Sunday, January 26, 2014
Once again, not the day I was expecting, but still a great one - and very necessary
A long time ago when reading about Valve's work on porting the Source engine to Linux, I came across an interesting tidbit. Valve mentioned a particular optimization related to framebuffers. Given how much of a pain in the rear those things are, I figured I should look out for performance issues related to not having implemented this optimization. Over time, I came to suspect several bottlenecks in the LT graphics pipeline as being related to this particular issue.
I was right.
Today I finally implemented this optimization suggested by Valve. It was no small task, as it requires a significant upheaval of some of the framebuffer-related code. But man. I'm glad I did it. They were right - this is a major bottleneck, especially on OS X and Linux.

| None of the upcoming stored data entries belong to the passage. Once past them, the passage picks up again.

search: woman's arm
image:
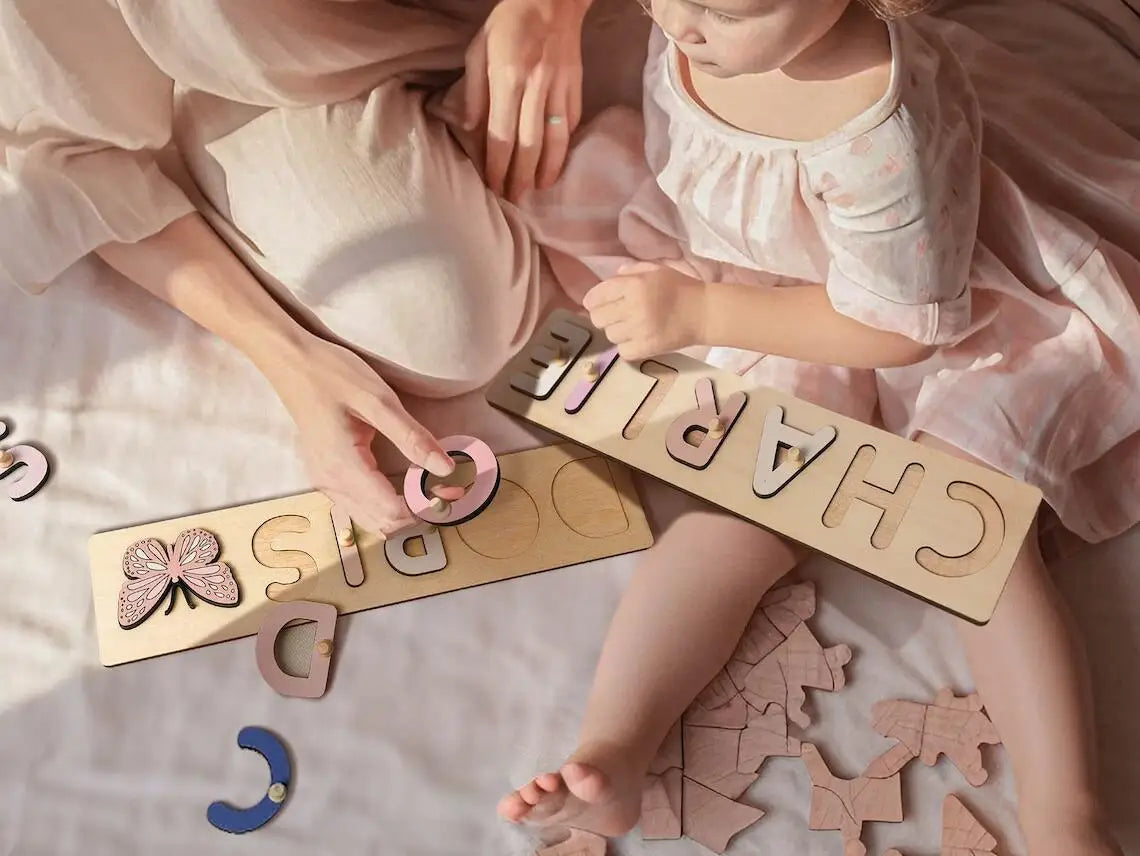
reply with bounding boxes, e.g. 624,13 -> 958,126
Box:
97,213 -> 454,534
96,214 -> 309,373
701,279 -> 935,369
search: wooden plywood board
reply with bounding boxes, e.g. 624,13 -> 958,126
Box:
90,443 -> 652,666
486,310 -> 1042,623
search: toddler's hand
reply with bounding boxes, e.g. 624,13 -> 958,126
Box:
583,262 -> 708,361
264,335 -> 454,537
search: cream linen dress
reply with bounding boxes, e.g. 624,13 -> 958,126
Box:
0,0 -> 647,395
526,0 -> 1140,543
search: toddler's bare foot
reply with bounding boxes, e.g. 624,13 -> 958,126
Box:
497,746 -> 643,838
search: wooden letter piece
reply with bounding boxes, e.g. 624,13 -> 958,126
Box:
864,690 -> 1001,786
403,435 -> 500,526
666,377 -> 748,470
0,418 -> 50,501
565,345 -> 620,414
330,505 -> 364,586
384,522 -> 447,576
510,319 -> 592,399
753,406 -> 836,498
255,600 -> 338,699
207,726 -> 292,835
802,743 -> 903,856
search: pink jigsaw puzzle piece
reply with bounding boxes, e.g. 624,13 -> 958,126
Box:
535,828 -> 607,856
760,581 -> 817,636
738,703 -> 800,772
640,767 -> 683,840
681,777 -> 765,854
802,743 -> 902,855
683,725 -> 759,799
685,692 -> 748,729
648,720 -> 683,775
942,795 -> 999,855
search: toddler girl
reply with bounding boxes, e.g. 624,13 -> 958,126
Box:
498,0 -> 1140,853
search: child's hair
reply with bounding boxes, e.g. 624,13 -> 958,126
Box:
859,0 -> 939,19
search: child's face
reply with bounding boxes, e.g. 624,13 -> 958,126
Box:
647,0 -> 851,77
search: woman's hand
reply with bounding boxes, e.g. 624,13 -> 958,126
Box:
464,0 -> 592,202
583,262 -> 710,361
265,336 -> 455,536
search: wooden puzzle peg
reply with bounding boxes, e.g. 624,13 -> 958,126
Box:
255,600 -> 338,699
786,446 -> 804,466
0,448 -> 13,468
403,435 -> 500,525
207,726 -> 292,834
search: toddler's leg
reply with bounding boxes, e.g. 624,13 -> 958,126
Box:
916,434 -> 1122,856
498,502 -> 800,836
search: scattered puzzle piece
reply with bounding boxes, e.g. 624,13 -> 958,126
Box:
738,703 -> 801,772
881,795 -> 1000,856
695,667 -> 740,711
683,725 -> 759,799
739,623 -> 851,728
682,777 -> 765,854
803,743 -> 903,856
942,794 -> 999,856
758,581 -> 817,637
641,767 -> 683,840
865,690 -> 1000,786
685,692 -> 748,729
535,828 -> 607,856
649,720 -> 684,775
732,582 -> 816,664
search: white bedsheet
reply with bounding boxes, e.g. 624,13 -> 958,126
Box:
2,263 -> 1137,856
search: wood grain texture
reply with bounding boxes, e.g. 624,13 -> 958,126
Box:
89,443 -> 652,666
486,310 -> 1043,623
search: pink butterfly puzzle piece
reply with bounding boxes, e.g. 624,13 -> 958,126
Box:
118,528 -> 240,629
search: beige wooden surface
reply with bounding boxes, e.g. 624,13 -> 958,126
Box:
486,310 -> 1043,623
89,443 -> 653,666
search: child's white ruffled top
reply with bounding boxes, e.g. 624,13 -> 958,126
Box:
527,9 -> 1140,544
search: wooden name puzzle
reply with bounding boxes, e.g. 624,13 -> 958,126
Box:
89,442 -> 652,666
486,310 -> 1043,623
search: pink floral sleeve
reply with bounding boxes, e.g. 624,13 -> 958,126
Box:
800,95 -> 981,346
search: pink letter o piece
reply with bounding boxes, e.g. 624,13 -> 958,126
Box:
402,435 -> 500,525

Now, I know what you're thinking..."Josh, do we really need to be doing graphics optimizations when there are so many bigger fish to fry?" Well, the answer is...yes, just this one! Really, when I say this is a big one, I mean it. Bloom has been taking suspiciously long for too long, and I'm tired of giving it the benefit of the doubt I knew something was up. And I smelled framebuffer foulness. Sure enough, fixing this takes bloom from 4+ milliseconds to about 1. That's huge. The same is true of lens flares!
At any rate, now that it's all over with, LT is running at an extremely-smooth 80 FPS at full settings, 1080p on linux (and it should be about the same on Windows, though probably slightly faster). So. Silky. Smooth.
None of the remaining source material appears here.